Choithram Hospital to Close Down
The Chief Executive Officer ,(CEO) of Choithram Consortium, a conglomerate of business entities that includes the Choithram Memorial Hospital, Mr. Harish Agnani Anil Datswany has hinted that the hospital may likely be forced to closed down if workers continue to demand pay rise and other conditions of service.
The reason, he said, was that the hospital despite being private and funded by a Trust Fund which according to him was like a sort of Non-Governmental Organization, (NGO), had not been making enough money or profit to withstand its current operations.
Mr. Agnani’s comment came following threats of strike action by workers over nonpayment of risk allowances, study leave, payment of salaries by sequence of arrival rather than qualification, alleged intimidation of local staff, nonpayment of staff’s National Social Security and Insurance Trust (NASSIT) benefits, etc.
Speaking to this medium, Mr. Agnani dismissed the aggrieved workers’ claims, stating that “whosoever thinks that he/she is not comfortable with the hospital’s current salary structure should resign or else they would be forced to closed down and handover the hospital to the government of Sierra Leone.
He continued that Choithram Memorial Hospital’s current financial generation was incomparable to the current cost of its daily operations, adding that no business entity would want to be operating in such manner.
Reacting to Mr. Agnani’s claim, the aggrieved workers said their CEO was trying to be economical with the truth, stating that the issue about the hospital’s current financial generation as compared to its operational cost was the opposite as Management “is making millions of Leon’s everyday”.
Asking why they thought that was the case; the workers said they knew the amount of people visiting the hospital for treatment every day.

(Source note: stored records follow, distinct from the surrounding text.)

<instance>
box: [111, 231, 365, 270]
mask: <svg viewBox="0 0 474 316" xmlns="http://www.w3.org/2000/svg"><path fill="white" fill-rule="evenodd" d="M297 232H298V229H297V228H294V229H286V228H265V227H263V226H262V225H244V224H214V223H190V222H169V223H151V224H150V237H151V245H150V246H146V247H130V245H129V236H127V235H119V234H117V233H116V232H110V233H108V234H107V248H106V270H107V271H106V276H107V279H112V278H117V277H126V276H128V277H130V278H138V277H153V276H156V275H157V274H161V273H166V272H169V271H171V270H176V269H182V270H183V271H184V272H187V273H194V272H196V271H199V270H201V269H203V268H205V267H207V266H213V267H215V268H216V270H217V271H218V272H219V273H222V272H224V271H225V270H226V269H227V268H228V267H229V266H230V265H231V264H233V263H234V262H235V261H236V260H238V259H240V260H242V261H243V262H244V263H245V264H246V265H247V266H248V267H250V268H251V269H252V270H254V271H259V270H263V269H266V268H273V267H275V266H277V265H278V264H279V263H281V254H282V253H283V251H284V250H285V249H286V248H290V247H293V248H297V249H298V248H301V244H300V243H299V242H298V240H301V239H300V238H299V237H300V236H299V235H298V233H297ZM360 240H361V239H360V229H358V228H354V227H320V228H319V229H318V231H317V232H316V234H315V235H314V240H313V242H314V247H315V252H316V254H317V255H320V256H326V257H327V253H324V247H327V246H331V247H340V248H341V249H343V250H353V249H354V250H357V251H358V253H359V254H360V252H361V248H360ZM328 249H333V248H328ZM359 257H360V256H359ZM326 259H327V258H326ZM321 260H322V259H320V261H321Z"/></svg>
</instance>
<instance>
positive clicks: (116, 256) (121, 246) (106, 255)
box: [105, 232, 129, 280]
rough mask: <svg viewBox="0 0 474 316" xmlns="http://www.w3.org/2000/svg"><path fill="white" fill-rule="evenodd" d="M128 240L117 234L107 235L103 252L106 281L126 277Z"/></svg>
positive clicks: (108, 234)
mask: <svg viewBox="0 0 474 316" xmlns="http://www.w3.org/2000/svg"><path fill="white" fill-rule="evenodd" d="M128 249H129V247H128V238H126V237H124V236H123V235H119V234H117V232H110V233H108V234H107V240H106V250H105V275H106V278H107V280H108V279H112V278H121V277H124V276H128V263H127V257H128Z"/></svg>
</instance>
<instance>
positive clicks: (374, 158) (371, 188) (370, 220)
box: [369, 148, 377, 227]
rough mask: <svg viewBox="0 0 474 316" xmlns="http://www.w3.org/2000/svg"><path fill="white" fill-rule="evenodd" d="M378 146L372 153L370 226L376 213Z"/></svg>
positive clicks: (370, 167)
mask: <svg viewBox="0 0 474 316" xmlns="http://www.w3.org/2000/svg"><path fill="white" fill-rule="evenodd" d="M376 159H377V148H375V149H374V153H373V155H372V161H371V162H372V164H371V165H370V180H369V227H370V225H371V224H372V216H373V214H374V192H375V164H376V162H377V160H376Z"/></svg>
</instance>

They said the hospital had been the most expensive in the country, adding that patients admitted at the least ward (non AC room) are required to pay Le 175,000 per day and Le 800,000 as deposit if they were Sierra Leoneans, while none citizens are paying Le 300,000 per day and Le 1,200,000 as deposit. They continued that, this excludes laboratory tests, medicines, etc.
For expatriates working in Sierra Leone, they said they were required to pay US$ 150 per day and US$ 350 as deposit.
The aggrieved workers further revealed that for rooms with AC system, patients were required to pay Le 250,000 per day and Le 1,000,000 as deposit for Sierra Leoneans, while noncitizens were required to pay US $200 per day and US $300 as deposit.
The Aggrieved workers said they were therefore confused over Mr. Agnani’s statement as the hospital was always full of patients. They said all what they had been agitating for was for them to be put under a grading system where staff would be paid by their qualifications and technical expertise rather than sequence of arrival.
They claimed that the latter had resulted to drivers, porters and nursing aids receiving more pay than nursing staff, midwives, etc. That, they argued, had a negative impact on their outputs and yet the Choithram Management had failed to address their concerns.